"Mutfak, Türk kadınının demirbaşı ve de vazgeçilmez asli vazifesi... Onun farkındayım Anneciğim..."
Nefise Naz:
-Okuduğum kitapları sorar, icabında üşenmeden okurdun. Sonra da “O zarar verir, bu faydalı…” diye rehberlik eder, yol gösterirdin anne.
- Biliyorsun okumayı severdim zaten. Hem de hızlı okurdum.
- Aynı telden çalardık. Ders çalışmakla, verilen vazifeleri, yapılması istenen ödevleri yapmakla geçerdi günümüz. Yemek sonrasında “Haydi çaylar da sizden...” derdin.
- Mutfağı da unutmamak lazım kızım.
- Mutfak, Türk kadınının demirbaşı ve de vazgeçilmez asli vazifesi... Onun farkındayım Anneciğim. Mânâ veremediğim tek şey tatil günlerinde oturduğun yerde uyuklaman. Mecburi koltuk şekerlemelerin vardı ki ben asla anlayamadım o rahatsız yerle aranızdaki gönül bağını... Uyanmaya yakın kıpırdanır, gözünü açınca “Nefise Naz! Mustafa Enes!” diye seslenirdin. İkimiz de tahmin ederdik arkasından gelecek cümleyi: “Bir serin su…”

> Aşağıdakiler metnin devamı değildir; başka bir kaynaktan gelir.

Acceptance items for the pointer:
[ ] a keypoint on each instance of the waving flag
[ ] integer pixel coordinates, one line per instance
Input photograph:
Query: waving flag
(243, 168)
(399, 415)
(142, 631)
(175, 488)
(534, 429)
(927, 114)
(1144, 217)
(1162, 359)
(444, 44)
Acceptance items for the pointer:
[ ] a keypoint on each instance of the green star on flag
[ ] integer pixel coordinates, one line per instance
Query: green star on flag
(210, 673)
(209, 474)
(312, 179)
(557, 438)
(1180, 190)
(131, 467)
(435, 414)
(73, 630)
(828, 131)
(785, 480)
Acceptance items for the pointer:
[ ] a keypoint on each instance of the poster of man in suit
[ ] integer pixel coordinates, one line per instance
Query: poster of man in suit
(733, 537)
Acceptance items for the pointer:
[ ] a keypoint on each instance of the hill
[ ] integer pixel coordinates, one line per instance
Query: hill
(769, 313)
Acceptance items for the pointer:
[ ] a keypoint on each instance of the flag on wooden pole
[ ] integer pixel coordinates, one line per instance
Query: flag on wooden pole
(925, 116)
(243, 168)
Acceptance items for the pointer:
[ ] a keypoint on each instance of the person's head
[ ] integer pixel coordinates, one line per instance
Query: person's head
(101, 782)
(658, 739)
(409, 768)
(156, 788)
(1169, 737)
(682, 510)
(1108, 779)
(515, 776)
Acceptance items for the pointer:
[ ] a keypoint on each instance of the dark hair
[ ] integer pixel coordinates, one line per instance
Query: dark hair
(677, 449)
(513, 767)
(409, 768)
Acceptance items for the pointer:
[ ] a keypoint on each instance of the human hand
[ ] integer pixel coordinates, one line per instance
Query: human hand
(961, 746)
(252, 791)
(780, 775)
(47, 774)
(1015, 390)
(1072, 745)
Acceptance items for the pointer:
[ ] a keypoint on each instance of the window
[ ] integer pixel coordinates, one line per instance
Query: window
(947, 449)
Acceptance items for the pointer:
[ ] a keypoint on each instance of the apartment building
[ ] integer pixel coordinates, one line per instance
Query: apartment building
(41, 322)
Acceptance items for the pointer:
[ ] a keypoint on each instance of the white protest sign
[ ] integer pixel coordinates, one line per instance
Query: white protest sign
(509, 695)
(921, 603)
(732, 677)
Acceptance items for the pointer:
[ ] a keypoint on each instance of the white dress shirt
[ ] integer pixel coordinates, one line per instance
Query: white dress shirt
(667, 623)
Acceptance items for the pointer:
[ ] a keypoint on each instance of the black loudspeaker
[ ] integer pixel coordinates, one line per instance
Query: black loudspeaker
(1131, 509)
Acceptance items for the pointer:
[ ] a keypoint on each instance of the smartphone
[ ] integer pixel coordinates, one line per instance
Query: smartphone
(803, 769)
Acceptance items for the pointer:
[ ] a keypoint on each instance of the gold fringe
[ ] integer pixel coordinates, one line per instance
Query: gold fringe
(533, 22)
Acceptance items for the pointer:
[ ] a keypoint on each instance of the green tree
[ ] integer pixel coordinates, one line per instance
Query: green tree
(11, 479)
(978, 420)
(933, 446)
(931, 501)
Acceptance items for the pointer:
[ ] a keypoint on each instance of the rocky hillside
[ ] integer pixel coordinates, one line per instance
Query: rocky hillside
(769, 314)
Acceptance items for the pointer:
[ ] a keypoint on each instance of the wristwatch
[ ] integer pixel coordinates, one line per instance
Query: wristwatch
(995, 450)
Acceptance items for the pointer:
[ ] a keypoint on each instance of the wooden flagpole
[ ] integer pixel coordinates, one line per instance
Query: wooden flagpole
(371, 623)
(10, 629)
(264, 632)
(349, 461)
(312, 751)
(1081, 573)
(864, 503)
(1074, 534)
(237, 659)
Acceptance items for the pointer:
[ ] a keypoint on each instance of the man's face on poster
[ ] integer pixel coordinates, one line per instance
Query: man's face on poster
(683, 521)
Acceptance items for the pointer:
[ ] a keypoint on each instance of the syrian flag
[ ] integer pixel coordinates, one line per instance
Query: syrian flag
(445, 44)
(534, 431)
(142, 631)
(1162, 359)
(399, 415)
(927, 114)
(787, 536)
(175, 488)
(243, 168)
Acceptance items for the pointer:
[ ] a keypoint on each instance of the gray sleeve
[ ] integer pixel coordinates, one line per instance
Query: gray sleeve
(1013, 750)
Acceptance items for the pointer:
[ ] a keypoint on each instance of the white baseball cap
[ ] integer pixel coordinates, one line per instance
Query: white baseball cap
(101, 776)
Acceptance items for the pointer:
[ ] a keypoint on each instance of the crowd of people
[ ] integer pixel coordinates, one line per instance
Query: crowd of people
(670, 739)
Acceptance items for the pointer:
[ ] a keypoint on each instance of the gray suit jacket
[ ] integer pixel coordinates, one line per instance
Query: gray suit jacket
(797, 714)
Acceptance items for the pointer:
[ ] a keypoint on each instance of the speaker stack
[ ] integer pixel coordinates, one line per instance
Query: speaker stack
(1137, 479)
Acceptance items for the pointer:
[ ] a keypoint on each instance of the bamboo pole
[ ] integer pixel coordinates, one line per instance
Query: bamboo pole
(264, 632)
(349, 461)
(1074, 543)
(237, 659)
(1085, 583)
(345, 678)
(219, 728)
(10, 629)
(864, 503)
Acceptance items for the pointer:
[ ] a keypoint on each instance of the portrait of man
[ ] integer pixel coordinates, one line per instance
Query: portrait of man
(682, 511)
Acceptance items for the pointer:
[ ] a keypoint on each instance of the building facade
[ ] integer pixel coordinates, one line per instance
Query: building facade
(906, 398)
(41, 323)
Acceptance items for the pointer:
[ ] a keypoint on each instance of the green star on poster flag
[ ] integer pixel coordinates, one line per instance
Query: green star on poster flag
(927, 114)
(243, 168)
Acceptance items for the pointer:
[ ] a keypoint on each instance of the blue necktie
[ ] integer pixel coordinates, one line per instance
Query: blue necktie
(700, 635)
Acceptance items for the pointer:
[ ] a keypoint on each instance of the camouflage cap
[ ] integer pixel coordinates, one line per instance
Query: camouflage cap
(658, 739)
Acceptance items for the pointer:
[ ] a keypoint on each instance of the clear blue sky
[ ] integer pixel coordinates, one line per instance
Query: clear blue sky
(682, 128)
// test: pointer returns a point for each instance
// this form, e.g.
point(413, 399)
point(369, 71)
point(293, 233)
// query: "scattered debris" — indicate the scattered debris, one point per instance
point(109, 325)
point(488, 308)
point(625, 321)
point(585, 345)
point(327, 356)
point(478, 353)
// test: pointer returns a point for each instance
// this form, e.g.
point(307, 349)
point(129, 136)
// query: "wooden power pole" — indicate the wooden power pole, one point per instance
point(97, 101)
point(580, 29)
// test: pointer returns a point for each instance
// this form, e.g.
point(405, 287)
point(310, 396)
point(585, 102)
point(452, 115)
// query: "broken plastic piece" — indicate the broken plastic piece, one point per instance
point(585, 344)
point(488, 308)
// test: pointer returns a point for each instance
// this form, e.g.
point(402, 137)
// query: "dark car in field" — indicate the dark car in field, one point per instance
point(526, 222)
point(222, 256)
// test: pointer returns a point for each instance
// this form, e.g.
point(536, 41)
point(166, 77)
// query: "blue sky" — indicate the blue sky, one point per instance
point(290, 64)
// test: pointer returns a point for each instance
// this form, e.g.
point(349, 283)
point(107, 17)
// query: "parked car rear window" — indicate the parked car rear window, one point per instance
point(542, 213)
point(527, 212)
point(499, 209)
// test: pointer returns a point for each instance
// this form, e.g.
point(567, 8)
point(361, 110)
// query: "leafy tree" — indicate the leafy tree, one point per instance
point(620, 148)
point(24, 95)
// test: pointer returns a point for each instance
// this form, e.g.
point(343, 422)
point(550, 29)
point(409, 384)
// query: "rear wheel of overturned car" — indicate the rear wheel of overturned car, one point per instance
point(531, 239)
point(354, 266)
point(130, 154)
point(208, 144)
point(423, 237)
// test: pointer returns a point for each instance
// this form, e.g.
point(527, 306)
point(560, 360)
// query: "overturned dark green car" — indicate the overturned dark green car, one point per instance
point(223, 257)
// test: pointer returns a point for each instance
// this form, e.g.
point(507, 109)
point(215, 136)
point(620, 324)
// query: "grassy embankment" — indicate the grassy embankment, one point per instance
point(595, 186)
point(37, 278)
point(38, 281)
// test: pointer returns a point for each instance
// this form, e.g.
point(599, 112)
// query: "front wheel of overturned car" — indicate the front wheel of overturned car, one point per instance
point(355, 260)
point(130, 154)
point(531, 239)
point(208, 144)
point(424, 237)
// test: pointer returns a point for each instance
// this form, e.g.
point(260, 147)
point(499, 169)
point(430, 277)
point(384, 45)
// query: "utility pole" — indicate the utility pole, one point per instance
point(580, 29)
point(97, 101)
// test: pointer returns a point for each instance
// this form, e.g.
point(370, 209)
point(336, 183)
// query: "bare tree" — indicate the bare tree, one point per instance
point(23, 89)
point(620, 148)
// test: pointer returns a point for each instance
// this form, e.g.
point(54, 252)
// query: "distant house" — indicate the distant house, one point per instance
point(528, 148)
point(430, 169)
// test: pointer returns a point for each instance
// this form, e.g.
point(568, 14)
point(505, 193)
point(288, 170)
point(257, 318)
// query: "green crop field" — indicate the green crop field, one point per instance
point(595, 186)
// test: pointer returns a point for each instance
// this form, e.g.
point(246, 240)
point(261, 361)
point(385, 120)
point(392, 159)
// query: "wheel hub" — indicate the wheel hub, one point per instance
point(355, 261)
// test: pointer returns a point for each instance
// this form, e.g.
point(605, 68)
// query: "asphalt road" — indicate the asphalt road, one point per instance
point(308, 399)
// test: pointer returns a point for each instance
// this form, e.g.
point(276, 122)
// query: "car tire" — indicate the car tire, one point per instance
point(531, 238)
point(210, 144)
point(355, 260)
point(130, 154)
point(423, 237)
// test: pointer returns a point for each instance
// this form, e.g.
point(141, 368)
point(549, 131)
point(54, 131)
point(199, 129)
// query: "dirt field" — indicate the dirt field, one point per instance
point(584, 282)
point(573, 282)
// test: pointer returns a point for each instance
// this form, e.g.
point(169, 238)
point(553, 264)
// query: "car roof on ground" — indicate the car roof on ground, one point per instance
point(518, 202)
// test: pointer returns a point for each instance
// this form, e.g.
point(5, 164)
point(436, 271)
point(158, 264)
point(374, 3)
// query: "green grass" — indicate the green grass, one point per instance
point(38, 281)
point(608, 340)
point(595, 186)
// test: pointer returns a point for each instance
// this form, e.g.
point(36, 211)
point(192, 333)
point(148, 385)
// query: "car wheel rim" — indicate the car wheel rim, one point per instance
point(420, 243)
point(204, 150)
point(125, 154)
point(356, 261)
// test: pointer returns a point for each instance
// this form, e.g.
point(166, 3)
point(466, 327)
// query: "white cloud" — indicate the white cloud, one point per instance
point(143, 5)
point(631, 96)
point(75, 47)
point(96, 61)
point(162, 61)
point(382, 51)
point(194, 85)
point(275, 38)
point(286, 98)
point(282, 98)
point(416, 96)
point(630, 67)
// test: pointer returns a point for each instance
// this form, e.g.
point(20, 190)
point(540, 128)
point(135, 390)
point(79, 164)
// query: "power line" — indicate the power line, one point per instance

- Hiç de unutmuyorsun bakıyorum.
- Bazılarını unutmuşum maalesef. Sonra geçen yaz... hastane odasında senin Doktor Nefise Ablayla olan muhabbetinize şahit olduk. O ne samimiyet, ne içten sevgiydi. Gözlerinin içi gülüyordu onunla konuşurken. Etrafımızdaki şartlar; kimileriyle ayırırken bizi, kimileriyle de bütünleştiriyordu amma ve lakin hiçbir şeyden haberimiz yoktu. O gün, o odada anladım sana ne kadar muhtaç olduğumuzu. O zamanki dünyanı tam olarak anlayabilmem için daha iyi tanımam lazım geldiğini sezmiştim. Nefise Naz kızın için “Fiziken, ruhen her şeyiyle annesine çekmiş...” diyorlar.
- Memnun musun?
- Hem de çok! Otobüste ihtiyarlara, kadınlara, zor durumda olanlara yer vermeyi, hürmet göstermeyi, bütün mahlûkata muhabbet duymayı, elinden gelenin en iyisini yapmak lazım geldiğini, kek yapmayı, ısıtılan çorbaya biraz su ilave edip tazelemeyi ve nicelerini siz öğrettiniz… Benim ilk hocamsınız, herkesten hep bir adım önde olmamı istiyorsunuz. Ancak şunu diyebilirim ki; yalnız sen olmaya razıyım, çünkü kimse senin gibi iyi bir örnek olamaz benim gözümde anneciğim.
- !!!
Bu kadar içten sohbete daha fazla bir şey demedim. Sadece sarıldım gençliğe adım atmaya hazırlanan evladımı öptüm, kokladım doya doya. Aklımda kalanları da öylesine yazdım. Sıkıntıdan karnıma ağrılar giriyordu yine.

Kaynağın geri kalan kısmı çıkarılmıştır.